Tabel 2: Overeenkomsten en verschillen kwaliteitseisen SNF en aanbevelingen commissie Roemer

Onderwerp

SNF

Roemer

Gebruiksoppervlak per persoon

12 m2 (woningen)

10 m2 (overige huisvestingsvormen)

15 m2

Grootte slaapkamer

3,5 m2 per persoon

5,5 m2 per persoon

Aantal personen per slaapkamer

Geen limiet

Op verzoek een eigen slaapkamer Stelletjes kunnen een kamer delen

Contracten

N.v.t.

Zelfstandige contracten

Opzegtermijn van één maand

 

Onderstaande kwaliteitseisen zijn van toepassing op nieuwe huisvestingsinitiatieven in de gemeente Duiven. De kwaliteitseisen worden gekoppeld aan een (tijdelijke) omgevingsvergunning. Wanneer er bedrijfsmatig kamers worden verhuurd of 3 of meer kamers worden verhuurd moet een exploitatievergunning aangevraagd worden. Zie ook afdeling 6A van de Algemene plaatselijke verordening Duiven 2022 (APV).

1.7.1 Uniforme kwaliteitseisen

De volgende uniforme kwaliteitseisen gelden voor nieuwe huisvestingsinitiatieven in de gemeente Duiven:

 

Uniforme kwaliteitseisen nieuwe huisvestingsinitiatieven gemeente Duiven

 

  • Huisvesting internationale werknemers is alleen toegestaan in bestaande bouw of waar bebouwing is toegestaan op basis van het vigerende bestemmingsplan (na inwerkingtreding Omgevingswet: lokaal omgevingsplan). In het geval dat er strijdigheid met het bestemmingsplan optreedt, is een omgevingsvergunning of een bestemmingsplanherziening nodig.

  • Huisvesting waar bedrijfsmatig kamers worden verhuurd of huisvesting met 3 of meer kamers beschikt over een exploitatievergunning.

  • Huisvesting beschikt over een vergunning brandveilig gebruik (bij meer dan 10 personen) dan wel melding brandveilig gebruik (bij 5 tot 10 personen)

  • Huisvesting voldoet aan de eisen die het Bouwbesluit stelt (Besluit bouwwerken leefomgeving).

  • Huisvesting voldoet minimaal aan de eisen van het Aanjaagteam Bescherming Arbeidsmigranten (Roemernorm) en beschikt over het keurmerk van SNF (Stichting Normering Flexwonen) tot het moment dat het keurmerk de eisen van Roemer integreert.

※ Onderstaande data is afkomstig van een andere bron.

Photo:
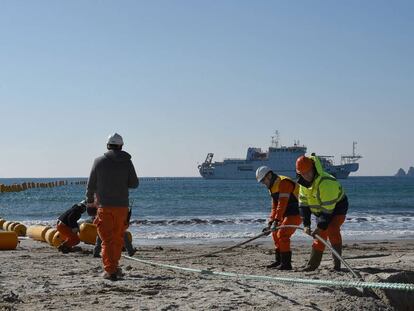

  • Elke internationale werknemer beschikt over een eigen slaapkamer met een gebruiksoppervlak van minimaal 5,5 m2. In het geval een internationale werknemer een duurzame relatie onderhoudt met een andere internationale werknemer, kan een slaapkamer gedeeld worden.

  • Slaapplaatsen mogen niet per etmaal aan 2 verschillende internationale werknemers worden aangeboden (dag-nachtploeg).

  • Elke internationale werknemer beschikt minimaal over 15 m2 gebruiksoppervlak (GBO).

  • Het bedrijf én de locatie dienen te zijn aangesloten bij- en gecertificeerd door SNF.

  • Huisvesting beschikt over ruimte ter ontspanning, sport en spel passend bij omvang huisvestingsvoorziening.

  • Huisvesting beschikt over voldoende ruimte voor de opslag van fietsen, tuinmeubilair, e.a.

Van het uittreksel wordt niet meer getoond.